Journey to the Center of the Earth

Journey to the Center of the Earth Study Guide

Jules Verne’s Journey to the Center of the Earth is one of its author’s most beloved works. Engaging the themes of space and time, geology, travel, and discovery, it is a fantastic fusion of science and adventure. This book is part of the series of novels titled Voyages Extraordinaires, which also includes Verne's classics Around the World in Eighty Days (1873) and Twenty Thousand Leagues under the Sea (1870).

Not much is known about the origins of the book. An early manuscript exists but remains in private hands, and there are no proofs. Verne's writing took place most likely between January and August of 1864. Unlike Verne’s other works, Journey underwent a few revisions after its initial publication. In particular, significant portions of chapters 37-39 were added to the 1867 large-octavo edition to account for changes in the field of prehistory that occurred around 1865.

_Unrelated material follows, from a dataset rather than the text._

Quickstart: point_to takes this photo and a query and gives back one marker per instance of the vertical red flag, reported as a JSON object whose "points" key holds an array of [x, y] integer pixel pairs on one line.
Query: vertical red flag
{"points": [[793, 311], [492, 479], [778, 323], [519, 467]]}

Among Verne's sources and influences for the Journey were Dante’s Inferno, Icelandic legends, Chateaubriand, Baudelaire, Virgil, E.T.A. Hoffmann, Edgar Allan Poe, Alexandre Dumas, and Georges Sand. Some scholars have pointed to disturbing textual similarities with Sands’ “Laura: Voyage dans le cristal” (Jan. 1864); Verne was also accused of plagiarism by a writer named Leon Delmas, who had written “La Tete de Mimers” under a pseudonym in September 1863 (though Verne won the suit). Beyond relying on these varied literary influences, Verne consulted many scientific texts for this novel as well.

Journey to the Center of the Earth was Verne’s first critical success and has been translated over ten times. (The 1871 translation has been largely excoriated by critics for changing the names of characters and making Lidenbrock and Axel Scottish.) Verne saw the work as serving a didactic purpose—to inform readers about geology and mineralogy. His narrative also references the fields of paleontology, aeronautics, and astronomy. At the time of the novel’s publication, scientists had only explored about fifteen kilometers below the Earth’s surface.

There have been several adaptations of Verne's novel in film, theater, and television. A thrill ride based on book can even be found in the Mysterious Island section of Tokyo DisneySea. Video games, radio adaptations, and a comic that demonstrate the influence of the text have also been produced.